Group 27 2021/11/25 (updated: 2021-12-11)
We use Ridge algorithm here to build a regression model to predict the popularity of spotify tracks based on features like danceability, loudness, tempo etc. The popularity score ranges from 0 to 100. A popularity score of 0 means the the song has minute popularity and a popularity score of 100 means the song is extremely popular.
Some songs sit atop popularity charts like the Billboard charts while certain other songs comfortably sit at the bottom of the charts. Some songs don’t even chart at all. This pose an interesting question to us on what exactly makes a song popular and we ask if we can be able to predict how popular a song will get. based on certain features. Some songs are unexceptionally popular while some other songs are not as popular. This is an attempt to answer this interesting question. We attempt here to make a prediction on the popularity of a song based on certain features.
According to this report, approximately 137 million new songs are released every year, and only about 14 records have sold 15 million physical copies or more in global history. Therefore, it is important to determine what exactly determines a track popularity and specifically make predictions on how popular a song will get based on based on features like danceability, loudness, tempo etc.
The dataset used in this project was sourced from Tidy Tuesday’s github repo here, and particularly here. The data, however, originally comes from Data.World, Billboard.com and Spotify. Each row from the dataset represents a song’s features and a target column specifying the song’s popularity on a scale of 0 (least popularity) to 100 (most popularity).
Ridge model was built to answer our research question (to predict spotify tracks popularity). This is a regression solution and predictions range from 0 (least popularity) to 100 (most popularity). All features in the original dataset were used to fit the model with the exceptions of ‘song_id,’ ‘spotify_track_id,’ ‘spotify_track_album’ features. A 10-fold cross-validation was used for hyperparameter optimization. The code used to perform this analysis can be found here.
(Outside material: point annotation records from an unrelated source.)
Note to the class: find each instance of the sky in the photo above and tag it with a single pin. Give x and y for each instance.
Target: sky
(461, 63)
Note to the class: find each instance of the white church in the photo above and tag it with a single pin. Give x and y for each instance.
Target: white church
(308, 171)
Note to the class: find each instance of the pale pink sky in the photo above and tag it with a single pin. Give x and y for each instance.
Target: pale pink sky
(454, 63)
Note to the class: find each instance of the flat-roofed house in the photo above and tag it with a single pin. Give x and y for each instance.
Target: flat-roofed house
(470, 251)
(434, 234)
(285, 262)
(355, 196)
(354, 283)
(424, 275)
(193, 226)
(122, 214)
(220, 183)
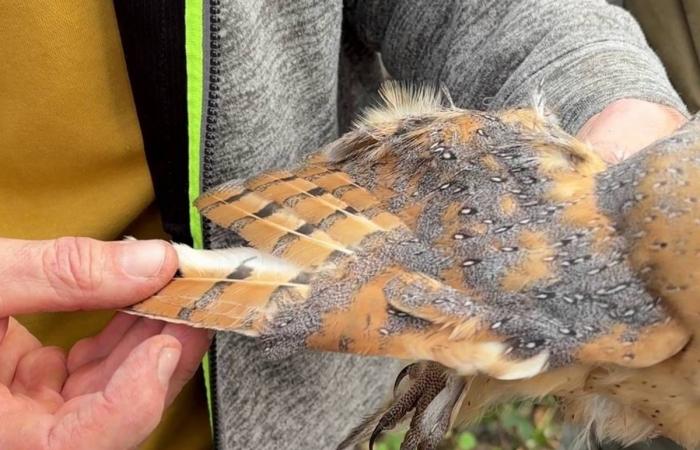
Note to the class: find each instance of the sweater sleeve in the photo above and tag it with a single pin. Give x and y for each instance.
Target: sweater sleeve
(492, 54)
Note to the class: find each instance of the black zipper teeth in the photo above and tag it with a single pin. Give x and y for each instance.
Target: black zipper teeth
(210, 138)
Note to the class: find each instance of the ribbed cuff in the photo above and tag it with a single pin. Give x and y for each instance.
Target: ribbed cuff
(583, 82)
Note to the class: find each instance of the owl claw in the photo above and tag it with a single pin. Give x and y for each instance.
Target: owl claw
(432, 395)
(405, 371)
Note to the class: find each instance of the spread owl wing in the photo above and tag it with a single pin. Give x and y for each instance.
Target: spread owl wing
(443, 235)
(329, 268)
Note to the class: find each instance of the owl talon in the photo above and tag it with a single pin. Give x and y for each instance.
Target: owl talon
(432, 394)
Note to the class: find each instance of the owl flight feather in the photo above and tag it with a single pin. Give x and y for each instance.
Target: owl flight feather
(494, 249)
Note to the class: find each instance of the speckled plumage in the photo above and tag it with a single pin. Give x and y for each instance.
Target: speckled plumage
(492, 244)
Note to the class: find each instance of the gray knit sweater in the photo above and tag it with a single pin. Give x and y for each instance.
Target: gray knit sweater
(292, 75)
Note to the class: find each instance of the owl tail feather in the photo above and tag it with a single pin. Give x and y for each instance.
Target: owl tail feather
(234, 289)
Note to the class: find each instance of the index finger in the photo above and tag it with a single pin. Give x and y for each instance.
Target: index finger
(69, 274)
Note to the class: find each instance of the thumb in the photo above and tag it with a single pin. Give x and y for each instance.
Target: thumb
(131, 405)
(79, 273)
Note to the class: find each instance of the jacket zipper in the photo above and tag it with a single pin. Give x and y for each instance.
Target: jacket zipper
(213, 68)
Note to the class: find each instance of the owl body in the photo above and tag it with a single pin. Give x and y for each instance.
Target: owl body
(494, 248)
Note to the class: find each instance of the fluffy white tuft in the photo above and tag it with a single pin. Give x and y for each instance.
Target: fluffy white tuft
(401, 100)
(220, 263)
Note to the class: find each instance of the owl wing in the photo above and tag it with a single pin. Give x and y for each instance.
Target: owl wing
(329, 268)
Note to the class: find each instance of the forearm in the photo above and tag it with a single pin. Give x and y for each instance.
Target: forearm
(585, 53)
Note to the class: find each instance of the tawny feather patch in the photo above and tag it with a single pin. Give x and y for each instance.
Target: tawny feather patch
(493, 247)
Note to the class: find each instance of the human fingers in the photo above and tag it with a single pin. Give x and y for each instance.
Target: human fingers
(195, 343)
(130, 406)
(40, 376)
(628, 125)
(73, 273)
(94, 375)
(15, 343)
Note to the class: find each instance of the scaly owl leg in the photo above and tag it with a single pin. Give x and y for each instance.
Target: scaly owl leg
(432, 394)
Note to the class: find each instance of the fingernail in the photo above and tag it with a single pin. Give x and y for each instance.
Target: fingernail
(167, 361)
(142, 258)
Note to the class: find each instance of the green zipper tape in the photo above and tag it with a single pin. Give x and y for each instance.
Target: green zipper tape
(194, 53)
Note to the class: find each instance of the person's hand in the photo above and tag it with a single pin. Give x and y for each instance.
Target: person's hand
(109, 392)
(626, 126)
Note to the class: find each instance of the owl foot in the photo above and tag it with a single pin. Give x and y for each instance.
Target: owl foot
(432, 393)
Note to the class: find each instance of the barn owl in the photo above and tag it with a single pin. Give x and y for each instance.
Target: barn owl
(498, 254)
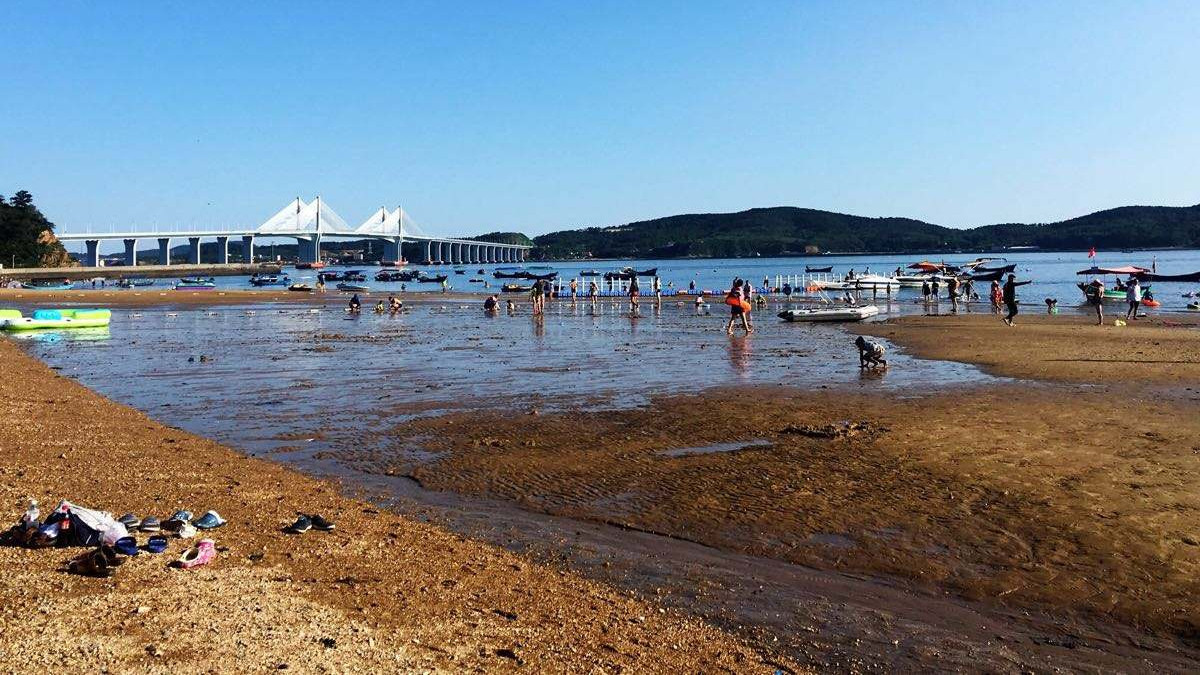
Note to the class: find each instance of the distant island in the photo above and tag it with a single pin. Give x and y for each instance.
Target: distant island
(791, 231)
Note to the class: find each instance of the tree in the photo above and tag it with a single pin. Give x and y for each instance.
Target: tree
(27, 238)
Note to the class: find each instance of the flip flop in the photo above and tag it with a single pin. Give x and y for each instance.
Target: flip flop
(203, 553)
(300, 526)
(210, 520)
(91, 563)
(126, 545)
(321, 524)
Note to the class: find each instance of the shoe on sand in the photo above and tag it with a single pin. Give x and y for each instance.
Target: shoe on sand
(321, 524)
(300, 526)
(130, 521)
(210, 520)
(201, 554)
(126, 545)
(91, 563)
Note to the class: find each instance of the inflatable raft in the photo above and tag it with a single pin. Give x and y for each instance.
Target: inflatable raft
(41, 320)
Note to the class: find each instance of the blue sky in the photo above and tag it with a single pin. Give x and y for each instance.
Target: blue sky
(550, 115)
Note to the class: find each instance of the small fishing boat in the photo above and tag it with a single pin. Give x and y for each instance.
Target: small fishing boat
(509, 273)
(869, 281)
(43, 320)
(195, 284)
(269, 280)
(829, 314)
(47, 285)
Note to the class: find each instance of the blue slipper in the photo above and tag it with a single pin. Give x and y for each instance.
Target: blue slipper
(126, 545)
(209, 520)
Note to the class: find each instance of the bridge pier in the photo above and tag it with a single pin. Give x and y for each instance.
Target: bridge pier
(131, 252)
(391, 249)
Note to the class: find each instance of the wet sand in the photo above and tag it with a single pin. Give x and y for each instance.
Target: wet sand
(1163, 348)
(382, 593)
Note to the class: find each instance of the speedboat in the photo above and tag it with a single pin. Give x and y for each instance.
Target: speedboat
(829, 314)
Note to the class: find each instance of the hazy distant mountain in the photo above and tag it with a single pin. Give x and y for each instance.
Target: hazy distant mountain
(783, 231)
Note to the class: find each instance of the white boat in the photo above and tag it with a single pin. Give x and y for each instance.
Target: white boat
(831, 314)
(874, 281)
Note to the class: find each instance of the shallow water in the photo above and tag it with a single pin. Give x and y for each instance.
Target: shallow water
(1053, 273)
(274, 376)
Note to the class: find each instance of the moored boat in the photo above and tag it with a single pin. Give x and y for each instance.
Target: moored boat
(829, 314)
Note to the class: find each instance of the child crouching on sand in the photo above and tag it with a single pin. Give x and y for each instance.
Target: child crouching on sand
(870, 354)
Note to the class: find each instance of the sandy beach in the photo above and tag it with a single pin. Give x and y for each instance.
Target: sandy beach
(1039, 523)
(381, 593)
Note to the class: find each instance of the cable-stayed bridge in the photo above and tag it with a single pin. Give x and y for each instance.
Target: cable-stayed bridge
(310, 223)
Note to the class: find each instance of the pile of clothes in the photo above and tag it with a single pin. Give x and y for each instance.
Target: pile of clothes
(109, 539)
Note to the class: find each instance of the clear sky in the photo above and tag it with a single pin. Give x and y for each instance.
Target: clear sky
(547, 115)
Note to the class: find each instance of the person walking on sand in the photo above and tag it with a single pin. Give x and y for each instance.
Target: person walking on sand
(1095, 294)
(1133, 296)
(952, 288)
(736, 299)
(1011, 297)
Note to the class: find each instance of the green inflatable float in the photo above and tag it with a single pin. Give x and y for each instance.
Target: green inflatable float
(41, 320)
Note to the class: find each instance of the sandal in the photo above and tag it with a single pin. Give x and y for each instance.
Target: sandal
(210, 520)
(300, 526)
(321, 524)
(203, 553)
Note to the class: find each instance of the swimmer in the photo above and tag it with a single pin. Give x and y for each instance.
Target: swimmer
(870, 354)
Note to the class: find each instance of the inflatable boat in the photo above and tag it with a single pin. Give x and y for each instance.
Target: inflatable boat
(831, 314)
(12, 320)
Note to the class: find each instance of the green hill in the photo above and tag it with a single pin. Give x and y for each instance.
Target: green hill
(786, 231)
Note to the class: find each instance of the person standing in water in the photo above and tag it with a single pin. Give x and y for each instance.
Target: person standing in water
(1011, 297)
(952, 288)
(735, 298)
(1133, 296)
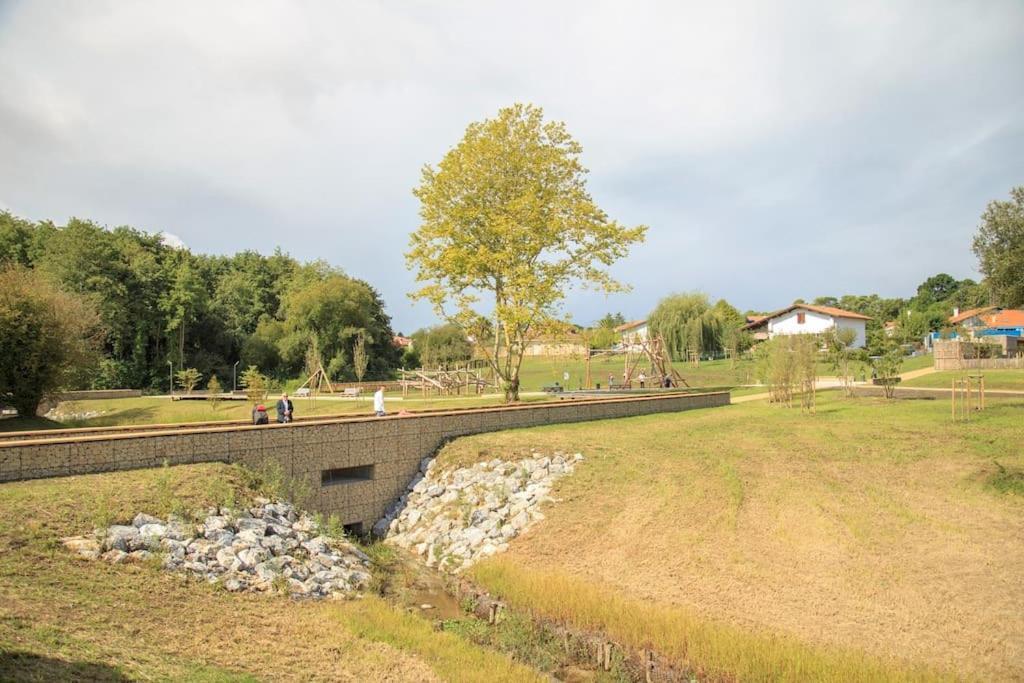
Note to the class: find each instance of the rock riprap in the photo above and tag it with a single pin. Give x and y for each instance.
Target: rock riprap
(271, 545)
(453, 518)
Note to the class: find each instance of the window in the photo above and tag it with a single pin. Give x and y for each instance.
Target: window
(346, 475)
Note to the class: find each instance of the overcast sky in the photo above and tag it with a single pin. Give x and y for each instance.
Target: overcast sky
(776, 150)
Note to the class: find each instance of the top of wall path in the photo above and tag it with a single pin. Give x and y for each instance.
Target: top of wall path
(88, 434)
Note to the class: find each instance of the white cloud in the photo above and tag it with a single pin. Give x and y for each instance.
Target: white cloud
(173, 241)
(737, 131)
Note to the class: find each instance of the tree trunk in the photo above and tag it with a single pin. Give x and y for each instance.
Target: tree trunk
(512, 390)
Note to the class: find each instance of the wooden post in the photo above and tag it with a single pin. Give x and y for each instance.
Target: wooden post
(967, 385)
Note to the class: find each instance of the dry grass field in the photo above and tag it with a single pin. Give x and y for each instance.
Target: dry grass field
(65, 619)
(871, 540)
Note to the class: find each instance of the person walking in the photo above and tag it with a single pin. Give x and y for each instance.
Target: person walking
(285, 409)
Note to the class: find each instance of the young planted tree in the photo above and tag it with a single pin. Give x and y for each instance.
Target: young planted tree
(887, 367)
(508, 224)
(214, 390)
(255, 384)
(187, 379)
(839, 343)
(360, 357)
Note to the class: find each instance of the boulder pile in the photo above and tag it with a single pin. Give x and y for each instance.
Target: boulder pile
(455, 517)
(270, 545)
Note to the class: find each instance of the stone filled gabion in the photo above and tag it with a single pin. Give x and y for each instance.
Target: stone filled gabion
(270, 545)
(456, 517)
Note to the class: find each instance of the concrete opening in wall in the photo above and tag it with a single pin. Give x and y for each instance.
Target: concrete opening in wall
(346, 475)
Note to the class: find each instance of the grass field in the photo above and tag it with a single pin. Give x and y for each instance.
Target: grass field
(65, 619)
(1012, 380)
(870, 541)
(538, 372)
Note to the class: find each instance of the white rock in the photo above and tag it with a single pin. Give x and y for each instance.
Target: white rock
(142, 519)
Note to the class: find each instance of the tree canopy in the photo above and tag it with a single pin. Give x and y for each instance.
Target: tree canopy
(999, 248)
(441, 345)
(157, 303)
(689, 324)
(48, 338)
(507, 228)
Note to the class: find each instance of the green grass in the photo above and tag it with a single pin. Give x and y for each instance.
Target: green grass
(758, 543)
(1012, 380)
(66, 619)
(538, 372)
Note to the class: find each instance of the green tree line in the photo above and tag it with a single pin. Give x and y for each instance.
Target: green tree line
(157, 304)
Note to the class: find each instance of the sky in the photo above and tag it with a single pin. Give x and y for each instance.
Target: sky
(775, 150)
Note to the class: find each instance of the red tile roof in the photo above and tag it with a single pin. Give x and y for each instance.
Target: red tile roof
(969, 313)
(1005, 318)
(826, 310)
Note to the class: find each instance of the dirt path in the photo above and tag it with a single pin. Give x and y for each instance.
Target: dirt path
(916, 373)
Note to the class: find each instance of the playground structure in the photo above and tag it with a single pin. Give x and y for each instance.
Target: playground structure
(648, 356)
(473, 378)
(968, 395)
(315, 383)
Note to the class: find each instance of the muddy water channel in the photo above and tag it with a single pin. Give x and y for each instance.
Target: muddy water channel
(457, 606)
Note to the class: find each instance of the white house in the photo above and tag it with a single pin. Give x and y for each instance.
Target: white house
(809, 319)
(632, 335)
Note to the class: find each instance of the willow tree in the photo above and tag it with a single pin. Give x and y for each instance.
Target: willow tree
(688, 324)
(507, 229)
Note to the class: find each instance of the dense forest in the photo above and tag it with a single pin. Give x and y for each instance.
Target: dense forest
(159, 305)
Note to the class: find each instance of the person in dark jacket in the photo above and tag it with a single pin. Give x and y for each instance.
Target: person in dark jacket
(285, 409)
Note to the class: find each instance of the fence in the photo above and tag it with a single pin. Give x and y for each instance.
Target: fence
(960, 354)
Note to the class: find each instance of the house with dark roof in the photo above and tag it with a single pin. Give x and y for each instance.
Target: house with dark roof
(633, 335)
(807, 318)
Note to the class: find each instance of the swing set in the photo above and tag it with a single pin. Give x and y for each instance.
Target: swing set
(649, 354)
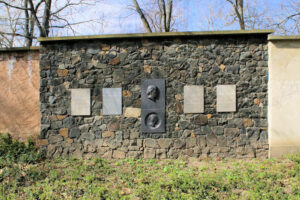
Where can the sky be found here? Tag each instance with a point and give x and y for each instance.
(195, 15)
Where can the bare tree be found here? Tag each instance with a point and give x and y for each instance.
(42, 16)
(238, 6)
(288, 21)
(10, 22)
(158, 16)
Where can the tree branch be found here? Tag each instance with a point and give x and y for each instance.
(142, 16)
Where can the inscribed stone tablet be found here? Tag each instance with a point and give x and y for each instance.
(193, 99)
(112, 101)
(226, 98)
(80, 102)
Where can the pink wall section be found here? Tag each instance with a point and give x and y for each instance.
(19, 94)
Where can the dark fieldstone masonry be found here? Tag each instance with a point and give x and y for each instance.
(207, 60)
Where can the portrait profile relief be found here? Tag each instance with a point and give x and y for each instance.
(153, 105)
(152, 92)
(152, 120)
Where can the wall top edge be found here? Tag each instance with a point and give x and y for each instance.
(16, 49)
(276, 37)
(152, 35)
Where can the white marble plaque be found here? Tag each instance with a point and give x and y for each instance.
(112, 101)
(80, 102)
(226, 98)
(193, 99)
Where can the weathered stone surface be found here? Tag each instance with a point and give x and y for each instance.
(178, 107)
(55, 139)
(161, 153)
(62, 72)
(112, 101)
(134, 154)
(147, 69)
(165, 143)
(108, 134)
(191, 142)
(114, 61)
(80, 101)
(132, 112)
(64, 132)
(201, 120)
(149, 153)
(114, 125)
(188, 62)
(226, 98)
(211, 140)
(248, 122)
(151, 143)
(193, 99)
(134, 135)
(74, 133)
(118, 154)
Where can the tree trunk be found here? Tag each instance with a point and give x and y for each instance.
(142, 16)
(240, 12)
(169, 15)
(46, 18)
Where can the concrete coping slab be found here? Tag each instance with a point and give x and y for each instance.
(154, 35)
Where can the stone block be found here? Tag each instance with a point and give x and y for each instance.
(118, 154)
(64, 132)
(132, 112)
(108, 134)
(191, 142)
(112, 101)
(164, 143)
(149, 142)
(149, 153)
(226, 98)
(80, 102)
(134, 154)
(193, 99)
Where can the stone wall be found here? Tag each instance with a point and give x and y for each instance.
(284, 95)
(19, 93)
(124, 62)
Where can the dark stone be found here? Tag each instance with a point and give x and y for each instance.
(201, 120)
(74, 133)
(180, 61)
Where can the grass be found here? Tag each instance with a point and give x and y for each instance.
(152, 179)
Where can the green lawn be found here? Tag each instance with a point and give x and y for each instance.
(152, 179)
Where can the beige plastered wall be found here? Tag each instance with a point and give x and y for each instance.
(19, 94)
(284, 97)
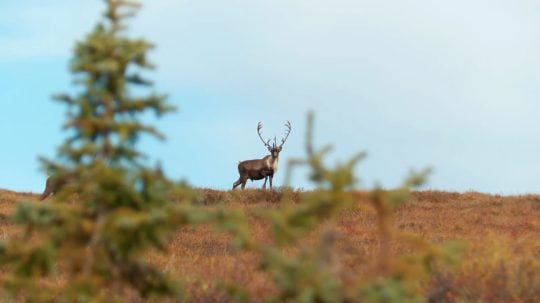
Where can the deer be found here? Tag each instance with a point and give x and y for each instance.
(54, 184)
(266, 167)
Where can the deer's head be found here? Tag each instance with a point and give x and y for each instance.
(274, 149)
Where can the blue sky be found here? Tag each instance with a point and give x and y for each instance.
(450, 84)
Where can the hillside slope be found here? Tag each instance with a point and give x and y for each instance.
(501, 262)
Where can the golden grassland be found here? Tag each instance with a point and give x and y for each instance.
(501, 261)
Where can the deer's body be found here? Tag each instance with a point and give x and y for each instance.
(54, 184)
(257, 169)
(264, 168)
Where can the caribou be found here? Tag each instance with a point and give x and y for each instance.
(264, 168)
(55, 183)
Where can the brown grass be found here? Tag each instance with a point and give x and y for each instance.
(501, 262)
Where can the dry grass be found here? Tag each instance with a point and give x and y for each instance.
(501, 262)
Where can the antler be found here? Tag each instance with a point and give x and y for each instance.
(266, 143)
(287, 132)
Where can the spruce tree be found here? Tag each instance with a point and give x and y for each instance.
(87, 242)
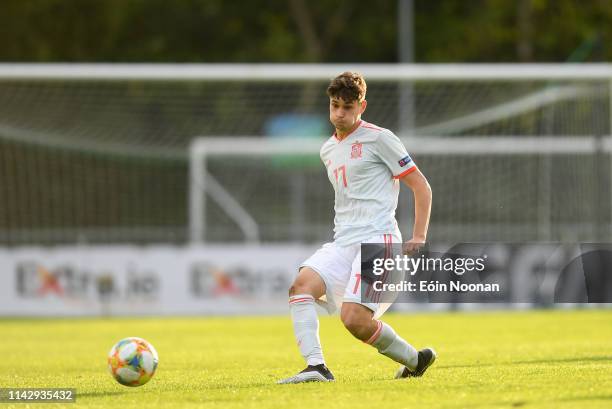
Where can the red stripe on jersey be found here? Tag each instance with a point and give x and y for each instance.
(370, 126)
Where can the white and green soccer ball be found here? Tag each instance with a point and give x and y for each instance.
(132, 361)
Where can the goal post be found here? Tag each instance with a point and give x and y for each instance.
(180, 153)
(546, 154)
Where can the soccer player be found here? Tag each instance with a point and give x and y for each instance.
(364, 164)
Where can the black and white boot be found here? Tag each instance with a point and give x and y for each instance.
(427, 357)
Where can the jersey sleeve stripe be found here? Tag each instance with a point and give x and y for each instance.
(406, 172)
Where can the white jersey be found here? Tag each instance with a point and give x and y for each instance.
(363, 168)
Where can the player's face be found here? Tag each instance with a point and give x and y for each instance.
(343, 115)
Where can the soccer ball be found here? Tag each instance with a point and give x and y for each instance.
(132, 361)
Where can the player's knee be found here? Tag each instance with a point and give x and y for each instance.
(298, 287)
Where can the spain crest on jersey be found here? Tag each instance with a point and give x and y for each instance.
(356, 150)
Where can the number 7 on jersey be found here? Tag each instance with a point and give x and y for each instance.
(343, 170)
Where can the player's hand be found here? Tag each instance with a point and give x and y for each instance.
(413, 246)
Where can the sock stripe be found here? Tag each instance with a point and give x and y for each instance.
(375, 334)
(301, 300)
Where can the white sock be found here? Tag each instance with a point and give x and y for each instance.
(388, 343)
(306, 328)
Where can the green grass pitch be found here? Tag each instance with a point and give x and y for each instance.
(537, 359)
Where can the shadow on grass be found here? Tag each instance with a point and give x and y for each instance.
(537, 361)
(98, 394)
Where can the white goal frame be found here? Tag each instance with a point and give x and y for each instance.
(203, 186)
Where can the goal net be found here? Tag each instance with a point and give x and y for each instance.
(218, 153)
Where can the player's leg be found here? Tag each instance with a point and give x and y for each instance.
(325, 273)
(307, 287)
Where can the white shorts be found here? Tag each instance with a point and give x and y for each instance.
(340, 269)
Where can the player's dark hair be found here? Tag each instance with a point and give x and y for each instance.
(350, 86)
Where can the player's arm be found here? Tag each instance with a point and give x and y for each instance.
(419, 185)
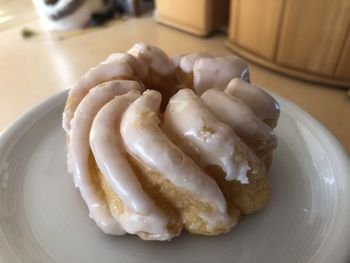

It is usually very important to look at how the features are co-related and to see what their pairwise distributions look like. Here, the blue plots (and a fitting line) represents the paired distributions of the features, and the other boxes are the paired correlations of the features. As can be seen, the correlations are fair and not unreasonable, hence the features can be used together for building the Ridge model that seeks to answer the predictive question.